Important data point and it doesn't seem too bad or good. What is
acceptable performance should be decided by the user? What do you all think?

On Fri, Apr 7, 2023 at 8:20 AM Michael Sokolov <msoko...@gmail.com> wrote:

> one more data point:
>
> 32M 100dim (fp32) vectors indexed in 1h20m (M=16, IW cache=1994, heap=4GB)
>
> On Fri, Apr 7, 2023 at 8:52 AM Michael Sokolov <msoko...@gmail.com> wrote:
> >
> > I also want to add that we do impose some other limits on graph
> > construction to help ensure that HNSW-based vector fields remain
> > manageable; M is limited to <= 512, and maximum segment size also
> > helps limit merge costs
> >
> > On Fri, Apr 7, 2023 at 7:45 AM Michael Sokolov <msoko...@gmail.com>
> wrote:
> > >
> > > Thanks Kent - I tried something similar to what you did I think.

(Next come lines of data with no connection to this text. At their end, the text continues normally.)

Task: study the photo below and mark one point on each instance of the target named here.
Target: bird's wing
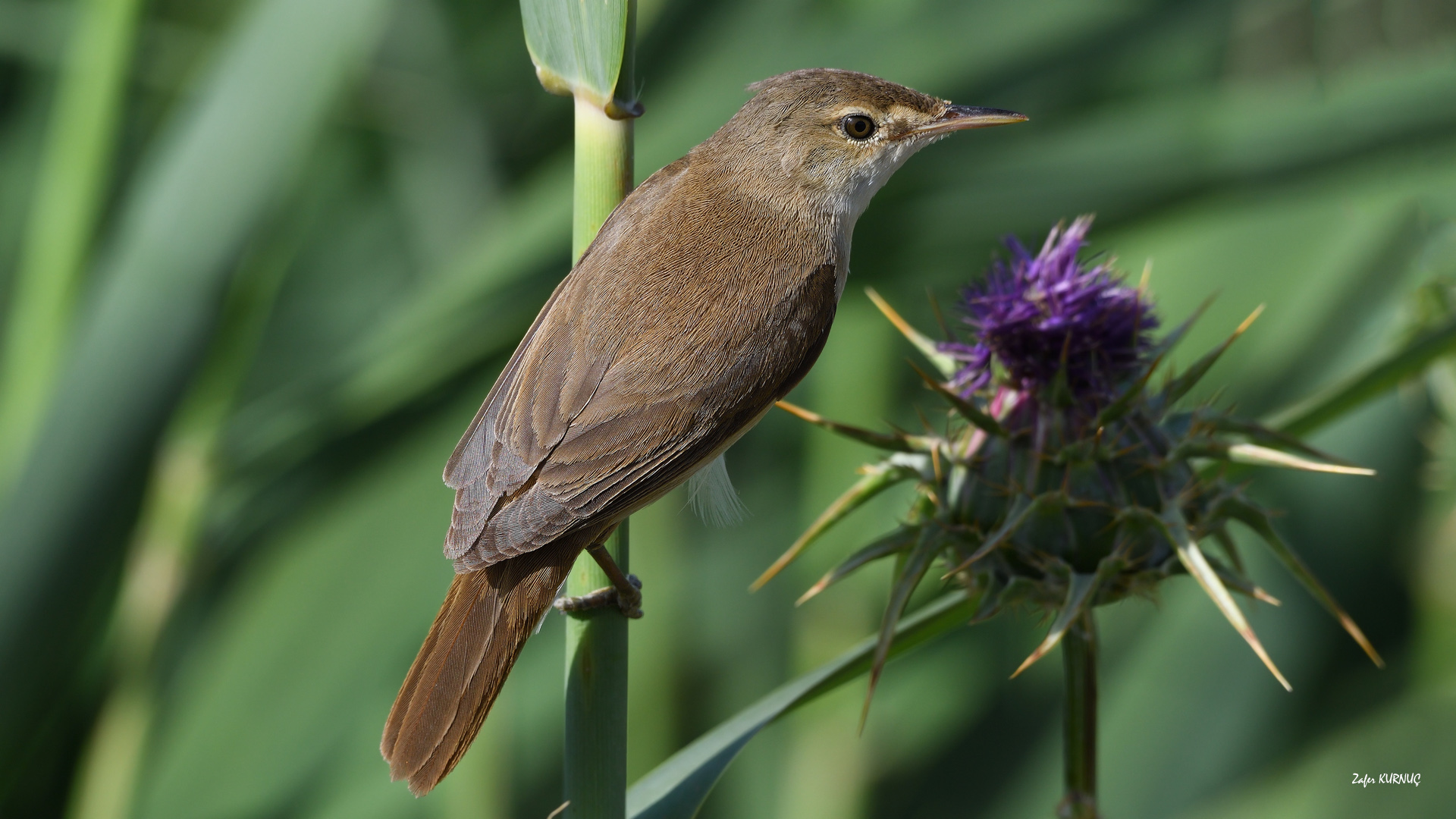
(617, 397)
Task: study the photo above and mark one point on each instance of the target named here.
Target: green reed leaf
(677, 787)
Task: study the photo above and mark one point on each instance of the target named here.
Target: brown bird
(704, 299)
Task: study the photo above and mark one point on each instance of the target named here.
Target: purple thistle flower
(1034, 311)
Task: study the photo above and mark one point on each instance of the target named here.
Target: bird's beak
(962, 117)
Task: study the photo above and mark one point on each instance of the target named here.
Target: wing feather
(628, 384)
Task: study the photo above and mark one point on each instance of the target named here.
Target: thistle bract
(1063, 480)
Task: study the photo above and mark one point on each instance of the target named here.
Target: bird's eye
(858, 127)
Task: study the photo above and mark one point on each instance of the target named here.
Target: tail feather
(462, 667)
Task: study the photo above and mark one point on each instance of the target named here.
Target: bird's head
(837, 136)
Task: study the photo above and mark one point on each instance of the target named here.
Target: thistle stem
(596, 754)
(1079, 664)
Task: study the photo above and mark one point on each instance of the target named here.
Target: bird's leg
(625, 591)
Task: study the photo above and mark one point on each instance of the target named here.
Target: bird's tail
(462, 667)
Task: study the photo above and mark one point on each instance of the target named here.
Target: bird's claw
(626, 601)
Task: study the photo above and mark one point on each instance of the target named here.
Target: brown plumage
(704, 299)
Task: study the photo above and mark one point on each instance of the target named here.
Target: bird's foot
(628, 601)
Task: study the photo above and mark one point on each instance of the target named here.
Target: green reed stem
(596, 755)
(71, 188)
(162, 551)
(1079, 738)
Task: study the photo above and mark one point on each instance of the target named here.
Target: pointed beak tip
(965, 117)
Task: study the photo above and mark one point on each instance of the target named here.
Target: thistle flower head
(1037, 315)
(1024, 507)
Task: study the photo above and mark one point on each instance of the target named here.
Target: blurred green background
(259, 261)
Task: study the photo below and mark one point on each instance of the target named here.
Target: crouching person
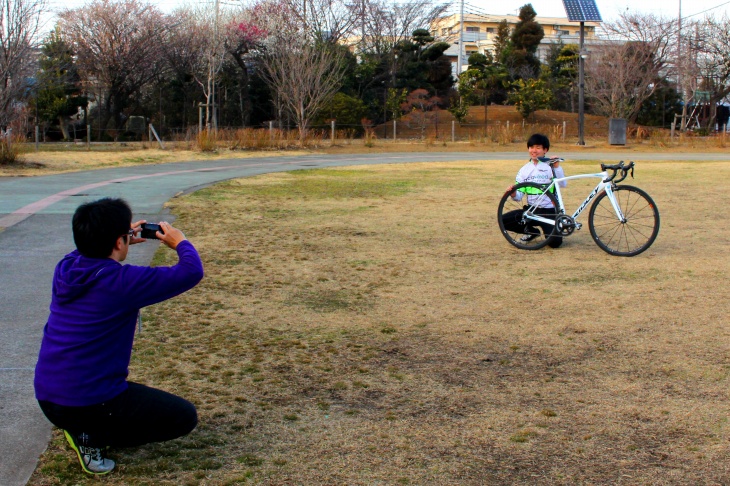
(81, 375)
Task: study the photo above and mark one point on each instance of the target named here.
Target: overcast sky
(609, 9)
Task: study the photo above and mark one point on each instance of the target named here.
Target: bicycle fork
(612, 197)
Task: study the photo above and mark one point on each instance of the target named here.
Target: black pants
(513, 222)
(137, 416)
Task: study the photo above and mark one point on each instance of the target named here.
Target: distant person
(81, 376)
(541, 170)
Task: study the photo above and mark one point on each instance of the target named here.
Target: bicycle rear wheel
(519, 230)
(629, 237)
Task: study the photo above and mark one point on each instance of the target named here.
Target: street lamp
(581, 11)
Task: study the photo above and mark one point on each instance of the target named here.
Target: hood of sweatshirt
(75, 274)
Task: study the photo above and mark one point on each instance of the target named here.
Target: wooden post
(152, 130)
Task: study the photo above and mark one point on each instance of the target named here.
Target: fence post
(200, 118)
(152, 130)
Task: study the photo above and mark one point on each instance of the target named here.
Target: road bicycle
(623, 220)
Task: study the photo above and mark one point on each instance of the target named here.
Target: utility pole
(581, 88)
(680, 80)
(461, 41)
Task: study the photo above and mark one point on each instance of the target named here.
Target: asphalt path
(35, 233)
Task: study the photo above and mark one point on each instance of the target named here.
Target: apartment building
(480, 31)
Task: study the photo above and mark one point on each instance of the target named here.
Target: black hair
(98, 224)
(538, 139)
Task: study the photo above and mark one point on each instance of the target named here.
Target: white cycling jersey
(540, 173)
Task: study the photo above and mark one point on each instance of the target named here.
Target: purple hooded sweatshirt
(87, 341)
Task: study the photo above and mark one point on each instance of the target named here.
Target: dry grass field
(370, 325)
(507, 133)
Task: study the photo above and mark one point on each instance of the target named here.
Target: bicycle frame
(605, 185)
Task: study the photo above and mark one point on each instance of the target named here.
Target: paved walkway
(36, 214)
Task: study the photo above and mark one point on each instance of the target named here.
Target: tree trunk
(64, 127)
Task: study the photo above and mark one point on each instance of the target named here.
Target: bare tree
(20, 24)
(623, 72)
(120, 48)
(323, 20)
(383, 25)
(711, 43)
(304, 77)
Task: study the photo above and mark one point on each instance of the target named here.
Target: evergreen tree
(561, 75)
(522, 60)
(59, 94)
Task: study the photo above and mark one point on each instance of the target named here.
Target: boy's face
(536, 151)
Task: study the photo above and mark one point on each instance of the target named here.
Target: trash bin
(617, 131)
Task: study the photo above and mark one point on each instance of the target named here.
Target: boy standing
(541, 170)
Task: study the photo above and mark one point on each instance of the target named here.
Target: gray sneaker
(90, 458)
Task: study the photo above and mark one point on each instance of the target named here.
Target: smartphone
(149, 230)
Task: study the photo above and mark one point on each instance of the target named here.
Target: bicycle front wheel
(633, 235)
(515, 222)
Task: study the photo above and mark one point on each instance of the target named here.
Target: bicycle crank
(565, 225)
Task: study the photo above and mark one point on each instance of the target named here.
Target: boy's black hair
(98, 224)
(538, 139)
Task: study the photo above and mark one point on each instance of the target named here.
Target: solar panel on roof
(582, 11)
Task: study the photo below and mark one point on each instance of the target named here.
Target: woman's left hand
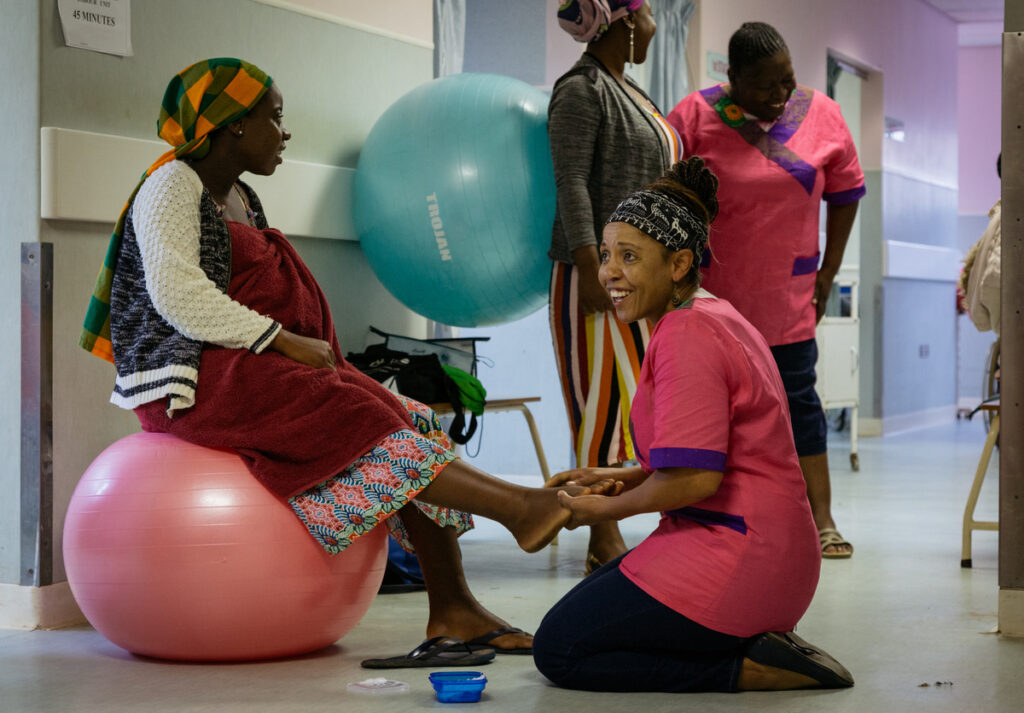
(588, 509)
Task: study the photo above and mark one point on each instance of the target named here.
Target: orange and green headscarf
(201, 98)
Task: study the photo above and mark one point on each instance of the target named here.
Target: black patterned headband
(664, 219)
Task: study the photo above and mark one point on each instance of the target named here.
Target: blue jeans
(608, 634)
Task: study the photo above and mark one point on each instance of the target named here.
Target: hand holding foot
(546, 514)
(590, 505)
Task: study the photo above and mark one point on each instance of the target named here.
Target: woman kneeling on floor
(196, 283)
(707, 601)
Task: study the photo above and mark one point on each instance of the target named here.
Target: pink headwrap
(587, 21)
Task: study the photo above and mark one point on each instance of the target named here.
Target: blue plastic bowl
(458, 686)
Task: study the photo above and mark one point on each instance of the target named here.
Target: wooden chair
(970, 523)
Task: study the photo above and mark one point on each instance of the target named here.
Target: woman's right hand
(582, 476)
(626, 478)
(309, 350)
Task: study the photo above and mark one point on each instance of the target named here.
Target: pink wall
(562, 50)
(912, 44)
(979, 99)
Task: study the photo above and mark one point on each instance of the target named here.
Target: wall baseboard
(915, 420)
(52, 606)
(869, 427)
(1012, 613)
(87, 176)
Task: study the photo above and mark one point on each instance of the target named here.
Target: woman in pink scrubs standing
(778, 149)
(709, 600)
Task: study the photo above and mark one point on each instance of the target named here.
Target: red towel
(294, 425)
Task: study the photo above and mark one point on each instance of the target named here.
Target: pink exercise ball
(175, 551)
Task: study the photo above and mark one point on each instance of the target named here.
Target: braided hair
(693, 185)
(754, 41)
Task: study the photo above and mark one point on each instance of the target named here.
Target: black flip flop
(482, 641)
(786, 651)
(436, 653)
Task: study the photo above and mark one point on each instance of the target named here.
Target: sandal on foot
(435, 653)
(592, 564)
(785, 651)
(483, 641)
(829, 537)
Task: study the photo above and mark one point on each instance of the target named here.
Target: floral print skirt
(373, 489)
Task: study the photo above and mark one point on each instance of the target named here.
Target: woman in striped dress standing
(607, 139)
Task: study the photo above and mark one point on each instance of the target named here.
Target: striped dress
(599, 357)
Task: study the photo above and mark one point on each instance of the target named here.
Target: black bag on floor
(417, 376)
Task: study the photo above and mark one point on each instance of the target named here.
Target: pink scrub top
(763, 251)
(744, 560)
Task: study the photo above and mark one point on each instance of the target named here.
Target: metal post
(37, 414)
(1012, 331)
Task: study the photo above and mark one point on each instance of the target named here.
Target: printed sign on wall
(102, 26)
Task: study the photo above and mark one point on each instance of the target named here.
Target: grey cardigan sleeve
(574, 119)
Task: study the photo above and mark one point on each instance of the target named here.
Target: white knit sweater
(166, 218)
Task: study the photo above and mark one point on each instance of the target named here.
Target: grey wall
(507, 38)
(336, 82)
(870, 295)
(18, 222)
(918, 313)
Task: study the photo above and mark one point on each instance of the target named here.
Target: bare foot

Took
> > > a set of 256d vectors I had and concatenated them to make bigger ones,
> > > then shifted the dimensions to make more of them. Here are a few
> > > single-threaded indexing test runs. I ran all tests with M=16.
> > >
> > >
> > > 8M 100d float vectors indexed in 20 minutes (16G heap, IndexWriter
> > > buffer size=1994)
> > > 8M 1024d float vectors indexed in 1h48m (16G heap, IW buffer size=1994)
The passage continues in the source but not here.